Ils nous facilitent le transport, et pourtant ils exercent un métier des plus pénibles. Insultes de la part des clients, manque de soutien, et problèmes de santé sont monnaie courante dans le milieu des «coxeurs». Mais pour échapper au chômage, aider la famille, et surtout parce qu’il faut bien travailler, les rabatteurs de la capitale affrontent leur quotidien la tête haute et rêvent de jours meilleurs.
Ses traits tirés témoignent de la dureté de son métier. Tahir Diop, 38 ans, arpente tous les matins les rues de la Médina à Dakar, plus particulièrement l’artère 22x45. Sa profession : rabatteur dit aussi, coxeur. C’est lui qui est chargé de rechercher des clients pour les chauffeurs, lui, également, qui facilite l’arrivée des bus dans les garages. Moyennant quoi, il perçoit chaque soir, une commission de la part de son transporteur.
L’homme nous reçoit à même la rue, démarche en vitesse quelques clients et prend finalement quelques minutes de son temps pour répondre à nos questions.
Lorsqu’on lui demande depuis quand il exerce ce métier, Tahir  réfléchit. Il ne s’en souvient plus très bien. 9 ans, 10 ans maximum, lâche-t-il approximativement. Comme ses nombreux collègues qui exercent dans la capitale, la routine et la frustration sont devenues partie intégrante du quotidien du rabatteur. «J’en ai marre de ce travail. Ce boulot est dur, trop dur même. Le rythme est plus qu’effréné», confie Tahir.
Quelques mètres plus loin, aux abords de l’Université Cheikh Anta Diop, Alboury Fall, un verre de café Touba à la main, tient un discours à peu près similaire. «Il faut être vraiment courageux pour exercer ce métier. On travaille toute la journée : de 9 heures à 22 heures», soupire le rabatteur qui, à l’âge de 31 ans à peine, éprouve visiblement une grande lassitude envers sa profession.

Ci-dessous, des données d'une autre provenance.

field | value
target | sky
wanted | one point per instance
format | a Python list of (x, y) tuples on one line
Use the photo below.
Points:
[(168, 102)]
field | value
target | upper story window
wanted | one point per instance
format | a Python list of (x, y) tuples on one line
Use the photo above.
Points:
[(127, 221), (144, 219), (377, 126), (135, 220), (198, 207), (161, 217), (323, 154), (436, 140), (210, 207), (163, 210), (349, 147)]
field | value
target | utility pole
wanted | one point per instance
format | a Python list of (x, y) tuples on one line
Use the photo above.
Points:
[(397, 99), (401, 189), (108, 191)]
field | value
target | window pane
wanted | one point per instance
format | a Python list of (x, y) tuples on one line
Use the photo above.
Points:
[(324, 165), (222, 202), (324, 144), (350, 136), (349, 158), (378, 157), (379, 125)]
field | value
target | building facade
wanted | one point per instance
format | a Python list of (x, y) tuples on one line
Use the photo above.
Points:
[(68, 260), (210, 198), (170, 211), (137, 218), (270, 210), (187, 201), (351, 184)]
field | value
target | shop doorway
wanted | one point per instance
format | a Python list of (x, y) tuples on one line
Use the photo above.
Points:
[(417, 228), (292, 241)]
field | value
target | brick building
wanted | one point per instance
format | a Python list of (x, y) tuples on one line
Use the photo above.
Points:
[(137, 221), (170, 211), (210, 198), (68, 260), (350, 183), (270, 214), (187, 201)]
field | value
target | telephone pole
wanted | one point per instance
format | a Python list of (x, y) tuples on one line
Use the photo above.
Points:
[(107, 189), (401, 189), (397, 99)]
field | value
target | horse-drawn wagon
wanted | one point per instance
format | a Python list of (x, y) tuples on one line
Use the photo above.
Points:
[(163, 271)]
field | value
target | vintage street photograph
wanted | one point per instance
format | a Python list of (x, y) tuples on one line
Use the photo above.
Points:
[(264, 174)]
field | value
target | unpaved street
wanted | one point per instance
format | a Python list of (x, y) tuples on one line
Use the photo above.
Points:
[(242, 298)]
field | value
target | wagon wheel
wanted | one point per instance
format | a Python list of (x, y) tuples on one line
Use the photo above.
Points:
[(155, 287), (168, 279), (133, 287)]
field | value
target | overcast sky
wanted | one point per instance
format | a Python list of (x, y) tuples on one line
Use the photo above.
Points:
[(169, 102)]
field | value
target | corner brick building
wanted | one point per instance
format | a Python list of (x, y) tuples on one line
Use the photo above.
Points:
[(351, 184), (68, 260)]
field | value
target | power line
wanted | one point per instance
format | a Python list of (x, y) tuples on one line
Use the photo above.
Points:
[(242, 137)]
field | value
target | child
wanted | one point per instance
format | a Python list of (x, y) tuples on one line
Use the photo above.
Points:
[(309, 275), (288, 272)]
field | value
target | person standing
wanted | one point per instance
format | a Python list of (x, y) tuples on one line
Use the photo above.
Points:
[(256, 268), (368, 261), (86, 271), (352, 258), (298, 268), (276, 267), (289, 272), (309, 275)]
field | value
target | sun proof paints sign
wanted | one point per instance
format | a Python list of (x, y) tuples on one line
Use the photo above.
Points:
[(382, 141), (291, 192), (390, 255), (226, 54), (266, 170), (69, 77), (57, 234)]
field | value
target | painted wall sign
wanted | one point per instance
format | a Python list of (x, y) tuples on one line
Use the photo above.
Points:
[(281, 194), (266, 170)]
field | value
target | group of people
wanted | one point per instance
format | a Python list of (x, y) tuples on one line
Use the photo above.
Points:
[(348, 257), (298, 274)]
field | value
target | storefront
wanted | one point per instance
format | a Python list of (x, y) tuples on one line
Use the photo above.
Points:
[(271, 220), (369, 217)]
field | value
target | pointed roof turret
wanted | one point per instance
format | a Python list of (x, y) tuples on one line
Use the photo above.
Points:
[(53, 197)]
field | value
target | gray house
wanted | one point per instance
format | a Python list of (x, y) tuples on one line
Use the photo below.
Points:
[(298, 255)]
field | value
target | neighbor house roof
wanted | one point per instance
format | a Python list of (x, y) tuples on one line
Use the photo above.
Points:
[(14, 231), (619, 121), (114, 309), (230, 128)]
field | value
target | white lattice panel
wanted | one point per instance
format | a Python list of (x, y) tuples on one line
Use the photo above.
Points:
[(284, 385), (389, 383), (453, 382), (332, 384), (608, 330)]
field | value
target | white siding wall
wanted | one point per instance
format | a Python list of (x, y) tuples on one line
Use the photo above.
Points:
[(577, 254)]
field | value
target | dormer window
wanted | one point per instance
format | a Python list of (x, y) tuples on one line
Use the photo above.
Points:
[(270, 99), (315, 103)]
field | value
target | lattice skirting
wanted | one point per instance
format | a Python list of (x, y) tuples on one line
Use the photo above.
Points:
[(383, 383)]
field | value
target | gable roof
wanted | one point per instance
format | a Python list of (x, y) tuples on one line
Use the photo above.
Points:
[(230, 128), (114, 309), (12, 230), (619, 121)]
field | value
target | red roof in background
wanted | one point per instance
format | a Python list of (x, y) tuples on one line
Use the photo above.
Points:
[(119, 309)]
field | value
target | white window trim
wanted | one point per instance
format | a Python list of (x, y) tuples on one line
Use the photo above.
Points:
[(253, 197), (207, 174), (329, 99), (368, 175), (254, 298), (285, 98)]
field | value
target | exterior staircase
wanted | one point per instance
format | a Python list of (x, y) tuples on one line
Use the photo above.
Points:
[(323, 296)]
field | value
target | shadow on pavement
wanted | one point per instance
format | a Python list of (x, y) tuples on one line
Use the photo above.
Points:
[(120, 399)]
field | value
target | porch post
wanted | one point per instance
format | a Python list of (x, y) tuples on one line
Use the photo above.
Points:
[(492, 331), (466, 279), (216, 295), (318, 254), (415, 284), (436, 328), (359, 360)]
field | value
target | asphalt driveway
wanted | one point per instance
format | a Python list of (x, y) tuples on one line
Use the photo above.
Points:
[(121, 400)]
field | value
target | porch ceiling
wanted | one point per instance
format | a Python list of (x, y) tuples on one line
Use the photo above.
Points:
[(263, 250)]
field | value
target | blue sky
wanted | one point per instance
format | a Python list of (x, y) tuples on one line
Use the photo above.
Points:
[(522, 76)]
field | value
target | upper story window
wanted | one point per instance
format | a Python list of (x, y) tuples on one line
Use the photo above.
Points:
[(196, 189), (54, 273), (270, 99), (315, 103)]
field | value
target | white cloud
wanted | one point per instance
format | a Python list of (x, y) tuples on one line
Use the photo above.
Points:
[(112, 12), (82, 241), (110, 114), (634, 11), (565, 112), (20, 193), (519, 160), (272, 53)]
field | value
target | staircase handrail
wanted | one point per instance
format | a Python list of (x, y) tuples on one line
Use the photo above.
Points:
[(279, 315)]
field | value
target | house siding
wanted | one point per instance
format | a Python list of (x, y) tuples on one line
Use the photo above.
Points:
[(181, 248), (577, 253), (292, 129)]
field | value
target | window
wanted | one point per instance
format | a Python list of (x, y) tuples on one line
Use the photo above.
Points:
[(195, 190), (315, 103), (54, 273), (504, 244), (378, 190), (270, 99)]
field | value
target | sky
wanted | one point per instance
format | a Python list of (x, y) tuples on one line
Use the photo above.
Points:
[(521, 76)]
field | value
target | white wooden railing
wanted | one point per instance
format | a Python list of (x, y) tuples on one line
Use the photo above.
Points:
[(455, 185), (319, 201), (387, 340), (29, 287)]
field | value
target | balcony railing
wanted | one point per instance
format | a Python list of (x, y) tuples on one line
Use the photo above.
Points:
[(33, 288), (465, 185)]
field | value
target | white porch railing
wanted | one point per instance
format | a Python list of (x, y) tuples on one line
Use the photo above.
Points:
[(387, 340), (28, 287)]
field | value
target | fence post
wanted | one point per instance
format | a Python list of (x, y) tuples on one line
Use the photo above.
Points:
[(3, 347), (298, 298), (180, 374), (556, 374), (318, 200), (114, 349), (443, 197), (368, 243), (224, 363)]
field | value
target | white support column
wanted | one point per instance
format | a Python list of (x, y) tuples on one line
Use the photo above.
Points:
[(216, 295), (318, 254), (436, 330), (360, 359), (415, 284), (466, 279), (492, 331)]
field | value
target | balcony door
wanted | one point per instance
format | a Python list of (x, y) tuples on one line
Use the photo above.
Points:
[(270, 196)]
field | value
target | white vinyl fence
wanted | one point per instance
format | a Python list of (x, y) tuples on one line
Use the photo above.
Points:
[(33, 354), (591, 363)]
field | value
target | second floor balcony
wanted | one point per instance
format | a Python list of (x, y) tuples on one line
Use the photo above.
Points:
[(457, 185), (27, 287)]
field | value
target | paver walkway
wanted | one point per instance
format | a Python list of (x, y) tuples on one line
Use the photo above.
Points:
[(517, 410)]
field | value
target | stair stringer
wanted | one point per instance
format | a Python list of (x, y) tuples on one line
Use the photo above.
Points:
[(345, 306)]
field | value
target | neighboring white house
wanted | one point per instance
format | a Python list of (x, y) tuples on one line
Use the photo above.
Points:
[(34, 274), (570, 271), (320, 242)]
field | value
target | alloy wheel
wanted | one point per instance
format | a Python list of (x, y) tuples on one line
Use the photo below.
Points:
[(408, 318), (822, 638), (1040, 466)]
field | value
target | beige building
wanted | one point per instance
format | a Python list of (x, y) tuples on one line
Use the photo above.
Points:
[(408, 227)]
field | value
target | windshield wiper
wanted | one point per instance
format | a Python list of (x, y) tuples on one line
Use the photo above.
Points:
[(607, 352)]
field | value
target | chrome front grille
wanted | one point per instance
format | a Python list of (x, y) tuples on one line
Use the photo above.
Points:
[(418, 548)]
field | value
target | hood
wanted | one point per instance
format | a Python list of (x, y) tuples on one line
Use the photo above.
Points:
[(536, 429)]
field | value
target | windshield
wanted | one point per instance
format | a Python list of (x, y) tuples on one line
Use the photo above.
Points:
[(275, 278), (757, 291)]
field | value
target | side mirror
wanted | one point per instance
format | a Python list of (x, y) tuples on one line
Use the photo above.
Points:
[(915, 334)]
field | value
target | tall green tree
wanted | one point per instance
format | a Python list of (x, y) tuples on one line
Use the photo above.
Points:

S’ils ont ce point en commun, les deux coxeurs appartiennent néanmoins à des filières bien distinctes. Dans le quartier de la Medina, la profession a depuis longtemps instauré ses propres règles. Tahir aborde les passagers et recherche ses clients à même la rue. Au garage de l’université, au contraire, la filière semble plus organisée, structurée. Le rôle du coxeur y est bien mieux défini. Il planifie l’arrivée des bus ou veille encore à ce qu’ils soient bien remplis. En témoigne la dizaine de rabatteurs tranquillement assis sur leurs bancs et qui attendent l’arrivée des cars pour les répertorier. «A l’université il n’y a pas de problème, on travaille sérieusement et calmement avec les apprentis et les étudiants. Tout est bien organisé», confirme l’un des «coxeurs».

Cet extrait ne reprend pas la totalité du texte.